Like all sports entities worldwide, American Legion Baseball is monitoring the COVID-19 pandemic to determine its next move.
“The national committee of American Legion Baseball will meet the first week of April in Indianapolis,” Freeman said. “We don’t start until the first of June, and as of right now we’ve been told it’s a go.
“At the moment, of course, we’re thinking of our communities and their challenges first. This is unprecedented — we’ve never faced anything of this magnitude.”
This year’s team, Freeman noted, figures to be particular strong, featuring a roster that includes veteran players such as Tucker Hagan, Nick Belcher, Tommy Clark and Daylin Crabtree.
“We’ll have a talented group of players,” Freeman said. “We’re excited about our possibilities and we hope to be able to play. We’ve made a lot of progress the past few years.
“Individuals like (president) Larry Vanover and (general manager) Scott Dotson, among others, have put together a plan to make American Legion baseball more viable and more successful in our community.”
And it’s made a big difference in a relatively short period of time, Freeman believes.
“We needed to rebuild the program and a lot of work has gone into that effort,” Freeman said. “We spoke with coaches, we spoke with kids and parents, we spoke with sponsors.
“Over time it has led to us getting more of the top-tier players in the city, county and region — we’re getting some kids we couldn’t get before.”
And, evaluating success has become more than one-dimensional.
“We’re looking at a lot of factors other than just wins and losses,” Freeman said. “We look at how we’ve done against traditional Legion programs such as Rockport (Ind.) and Newburgh (Ind.) — we’re finally able to compete with them, whereas before it was not so easy.”

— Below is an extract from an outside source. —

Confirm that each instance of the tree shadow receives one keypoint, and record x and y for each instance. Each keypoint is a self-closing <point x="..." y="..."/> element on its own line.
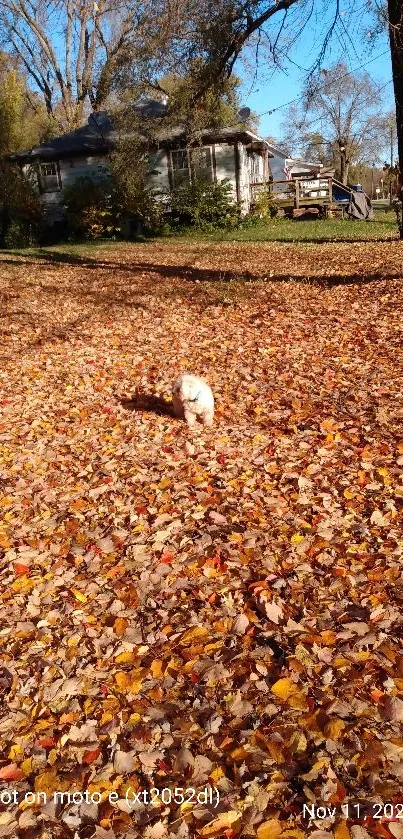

In the process, the program has reconnected with many former Bombers who helped make Post 9 one of the state’s most tradition-rich programs in days gone by.
“This is a very important factor in all of this,” Freeman said. “We want those guys to be proud of the product we put on the field. We want their support.”
And, in the wake of the coronavirus and its consequences on athletics, Freeman confesses a soft spot in his heart for KHSAA spring sports athletes who, perhaps, will lose their entire senior seasons.
“It’s heartbreaking to see what’s going on around the world,” Freeman said, “and on a smaller scale, of course, you start thinking about how much hard work these current seniors have put in. They’re young and their coping mechanisms have a hard time dealing with this. It’s tough, and we need to help them through this emotionally.
“So if we have a team this summer, and I am very hopeful we will, I want to make it a two-month period that will become a very memorable time in their lives.”